Le Pape François, place Saint Pierre, lâche une colombe symbole de paix - RV

Au début de cette nouvelle année, je présente mes vœux sincères de paix aux peuples et aux nations du monde, aux Chefs d’État et de Gouvernement, ainsi qu’aux responsables des communautés religieuses et des diverses expressions de la société civile. Je souhaite la paix à chaque homme, à chaque femme ainsi qu’à chaque enfant et je prie pour que l’image et la ressemblance de Dieu dans chaque personne nous permettent de nous reconnaître mutuellement comme des dons sacrés dotés d’une immense dignité. Surtout dans les situations de conflit, respectons cette « dignité la plus profonde » et faisons de la non-violence active notre style de vie.

 

Voilà le Message pour la 50ème Journée Mondiale de la Paix. Dans le premier, le bienheureux Pape Paul VI s’est adressé à tous les peuples, non seulement aux catholiques, par des paroles sans équivoque : « Finalement [a] émergé d'une manière très claire le fait que la paix était l'unique et vraie ligne du progrès humain (et non les tensions des nationalismes ambitieux, non les conquêtes violentes, non les répressions créatrices d'un faux ordre civil) ». Il mettait en garde contre le « péril de croire que les controverses internationales ne peuvent se résoudre par les voies de la raison, à savoir par des pourparlers fondés sur le droit, la justice et l'équité, mais seulement au moyen des forces qui sèment la terreur et le meurtre ». Au contraire, en citant Pacem in terris de son prédécesseur saint Jean XXIII, il exaltait « le sens et l'amour de la paix, fondée sur la vérité, sur la justice, sur la liberté, sur l'amour ». L’actualité de ces paroles, qui aujourd’hui ne sont pas moins importantes et pressantes qu’il y a cinquante ans, est frappante.

 

À cette occasion, je souhaite m’arrêter sur la non-violence comme style d’une politique de paix et je demande à Dieu de nous aider tous à puiser à la non-violence dans les profondeurs de nos sentiments et de nos valeurs personnelles.
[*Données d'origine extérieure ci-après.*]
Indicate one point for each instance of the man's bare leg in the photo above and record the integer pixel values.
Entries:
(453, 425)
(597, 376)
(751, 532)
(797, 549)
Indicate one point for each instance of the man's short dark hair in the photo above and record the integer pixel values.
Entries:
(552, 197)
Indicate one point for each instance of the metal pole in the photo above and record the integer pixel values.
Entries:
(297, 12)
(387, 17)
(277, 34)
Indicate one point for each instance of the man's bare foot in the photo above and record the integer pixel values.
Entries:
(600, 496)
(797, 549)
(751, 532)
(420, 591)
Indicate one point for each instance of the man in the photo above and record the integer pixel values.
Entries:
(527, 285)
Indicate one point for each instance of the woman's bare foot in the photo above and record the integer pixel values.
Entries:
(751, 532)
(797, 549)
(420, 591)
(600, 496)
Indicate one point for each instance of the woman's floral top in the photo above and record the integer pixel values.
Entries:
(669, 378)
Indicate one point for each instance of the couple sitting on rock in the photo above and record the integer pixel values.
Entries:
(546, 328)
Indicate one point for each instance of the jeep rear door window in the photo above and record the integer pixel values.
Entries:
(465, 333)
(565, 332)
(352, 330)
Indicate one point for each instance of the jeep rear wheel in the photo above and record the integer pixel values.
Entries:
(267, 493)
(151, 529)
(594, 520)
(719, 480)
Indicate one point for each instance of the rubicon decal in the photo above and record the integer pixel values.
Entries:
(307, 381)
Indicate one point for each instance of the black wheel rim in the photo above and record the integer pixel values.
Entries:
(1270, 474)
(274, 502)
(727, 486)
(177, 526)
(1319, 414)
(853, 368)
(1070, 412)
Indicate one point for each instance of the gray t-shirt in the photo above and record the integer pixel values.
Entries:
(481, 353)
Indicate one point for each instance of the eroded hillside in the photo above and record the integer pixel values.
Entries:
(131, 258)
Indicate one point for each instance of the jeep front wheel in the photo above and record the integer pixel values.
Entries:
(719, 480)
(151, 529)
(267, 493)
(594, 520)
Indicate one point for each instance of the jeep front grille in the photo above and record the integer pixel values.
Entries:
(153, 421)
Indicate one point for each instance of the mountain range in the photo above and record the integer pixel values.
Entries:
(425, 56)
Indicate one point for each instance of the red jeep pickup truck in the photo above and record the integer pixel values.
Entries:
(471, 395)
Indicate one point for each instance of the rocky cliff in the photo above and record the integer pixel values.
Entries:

Que ce soient la charité et la non-violence qui guident la manière dont nous nous traitons les uns les autres dans les relations interpersonnelles, dans les relations sociales et dans les relations internationales. Lorsqu’elles savent résister à la tentation de la vengeance, les victimes de la violence peuvent être les protagonistes les plus crédibles de processus non-violents de construction de la paix. Depuis le niveau local et quotidien jusqu’à celui de l’ordre mondial, puisse la non-violence devenir le style caractéristique de nos décisions, de nos relations, de nos actions, de la politique sous toutes ses formes !

 

Pour lire la suite du message : un clic vers Radio Vatican

Pour lire le message de Jean-Marie Muller au sujet de ce message : Promouvoir la non-violence, un clic vers son site.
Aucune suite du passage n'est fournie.